For Focus on 2025, the series of in-depth studies dedicated to site-specific projects at the gallery in Milan, Vistamare is pleased to present Slow, steady, stillness by Nairobi based artist Agnes Waruguru.

Waruguru’s artistic practice spans across different media – textile, drawing, ceramics, needlework, natural pigment making and installation – through ideas of geographical belonging, time, and transience. Painting processes are combined with acts of making that she has learned and inherited from the women in her life. Beadwork, sewing and knitting are all incorporated in Agnes’ work, placing her personal identity in her practice and connecting it to women’s labour traditions. Waruguru explores the material of objects and their capacity to act as markers of identity and carriers of personal histories, to develop new sceneries which can often be memory or emotion landscapes. By avoiding the more typical approach to painting on primed, stretched canvas, the artist works predominantly on cotton, using dyeing, pouring and spraying, alongside brushwork as her means of applying paint. Water, a symbol of cleansing or rebirth in many cultures, is the main medium in most of the works. It is used as a primer to receive pigments, acrylic paints, inks and watercolors, applied in successive layers, either diluted or concentrated. “I started to make drawings that I would hang in the rain to see how I could collaborate with rain and trace the passageways of rain. In the past I have washed textile works in the ocean which led to an ongoing practice of cleansing my textile works with salt water as a beginning point of making a painting”.
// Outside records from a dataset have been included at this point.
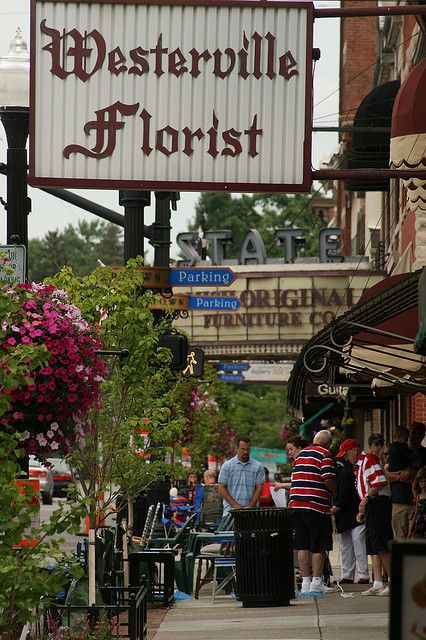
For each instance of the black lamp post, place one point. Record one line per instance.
(14, 114)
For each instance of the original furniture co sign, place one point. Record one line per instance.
(171, 95)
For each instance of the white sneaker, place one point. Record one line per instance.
(385, 591)
(373, 591)
(305, 587)
(320, 587)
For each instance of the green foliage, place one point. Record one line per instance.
(264, 212)
(77, 247)
(142, 388)
(104, 629)
(260, 411)
(24, 582)
(257, 411)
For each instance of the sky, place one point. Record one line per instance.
(49, 213)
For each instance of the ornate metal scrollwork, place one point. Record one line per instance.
(337, 343)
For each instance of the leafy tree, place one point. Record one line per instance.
(260, 410)
(264, 212)
(25, 585)
(79, 248)
(140, 394)
(22, 581)
(140, 389)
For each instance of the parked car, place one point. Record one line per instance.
(38, 471)
(62, 476)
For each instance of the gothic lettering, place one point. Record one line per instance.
(105, 126)
(80, 52)
(257, 57)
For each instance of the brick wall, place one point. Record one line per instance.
(357, 56)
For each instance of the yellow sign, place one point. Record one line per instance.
(191, 360)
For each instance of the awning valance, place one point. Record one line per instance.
(370, 148)
(408, 136)
(374, 340)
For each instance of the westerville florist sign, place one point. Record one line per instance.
(172, 95)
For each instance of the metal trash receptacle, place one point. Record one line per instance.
(264, 556)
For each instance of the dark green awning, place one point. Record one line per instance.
(318, 414)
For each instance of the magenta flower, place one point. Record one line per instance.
(60, 393)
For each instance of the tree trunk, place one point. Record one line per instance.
(92, 564)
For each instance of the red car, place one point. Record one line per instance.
(62, 476)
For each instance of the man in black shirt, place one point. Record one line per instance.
(345, 510)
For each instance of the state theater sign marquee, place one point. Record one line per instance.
(171, 95)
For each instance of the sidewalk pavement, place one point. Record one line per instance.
(329, 617)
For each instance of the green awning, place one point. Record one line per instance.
(318, 414)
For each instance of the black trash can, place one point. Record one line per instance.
(264, 556)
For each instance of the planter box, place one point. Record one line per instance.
(126, 607)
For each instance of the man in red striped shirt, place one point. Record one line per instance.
(313, 483)
(376, 508)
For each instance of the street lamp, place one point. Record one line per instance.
(14, 114)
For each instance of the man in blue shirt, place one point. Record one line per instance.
(241, 479)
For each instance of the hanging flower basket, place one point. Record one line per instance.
(48, 412)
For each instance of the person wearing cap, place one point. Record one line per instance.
(345, 510)
(375, 508)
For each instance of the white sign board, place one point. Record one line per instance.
(171, 95)
(12, 267)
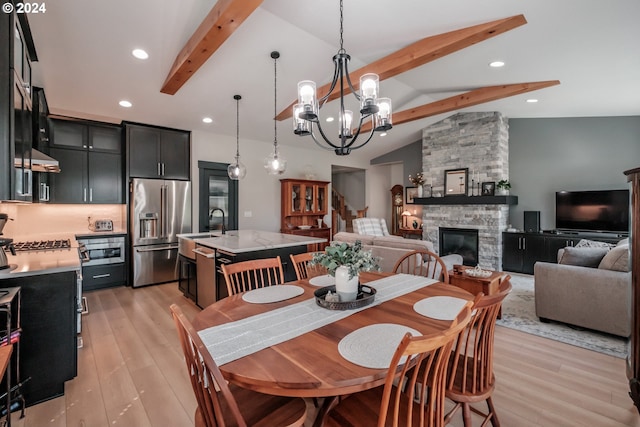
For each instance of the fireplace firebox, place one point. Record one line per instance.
(461, 241)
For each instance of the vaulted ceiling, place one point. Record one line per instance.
(202, 52)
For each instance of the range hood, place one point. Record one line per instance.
(40, 162)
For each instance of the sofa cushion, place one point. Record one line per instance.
(401, 243)
(616, 259)
(344, 236)
(584, 256)
(370, 226)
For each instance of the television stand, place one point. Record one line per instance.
(520, 251)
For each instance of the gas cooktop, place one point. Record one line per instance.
(42, 245)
The exhibition takes place in the two side rooms of the gallery and includes a series of new works together with a large-scale textile work realized during her residency at the Rijksakademie in Amsterdam. When combined together, as in the installation conceived for the 60th edition of the Venice Biennale in 2024, the works create an immersive and contemplative space, inhabited by bright, expansive, atmospheric and almost dreamlike presences. “When making these works I always feel like more could happen. It’s like holding your breath. The work could surprise you. Not all the space is taken up so there is enough room to feel things moving, for the work to continue extending itself. I want to create a feeling of being suspended, of being in the middle of something”. The installation embraces the viewer, activating a sense of stillness, a space for listening and waiting. The viewers are invited to wander into Waruguru’s imagination and weave their own narratives.

Agnes Waruguru (1994, Nairobi) received a BFA from the Savannah College of Art and Design, USA. She has participated in residencies in Kenya, at the Saba Artists Residency in Lamu, Artspace in Sydney, Australia and in 2023 completed a two year residency at the Rijksakademie in Amsterdam. Waruguru participated in the inaugural edition of the Stellenbosch Triennale, South Africa in 2020 and had her first solo show Small things to consider at Circle Art Gallery later that same year. In 2022 she was nominated for the Volkskrant Beeldende Kunst Prize and in 2024 for the Norval Sovereign African Art Prize. Recent exhibitions and Biennale invitations include: Echoes of our stories at Quinta do Quetzal, 2023; 22nd Biennial Sesc–Videobrasil in Sao Paulo, 2023; Foreigners everywhere, La Biennale di Venezia, Venice, 2024. Most recently, Waruguru was featured in The Artsy Vanguard. Young Artists to Watch list; an annual feature highlighting the most promising artists working today.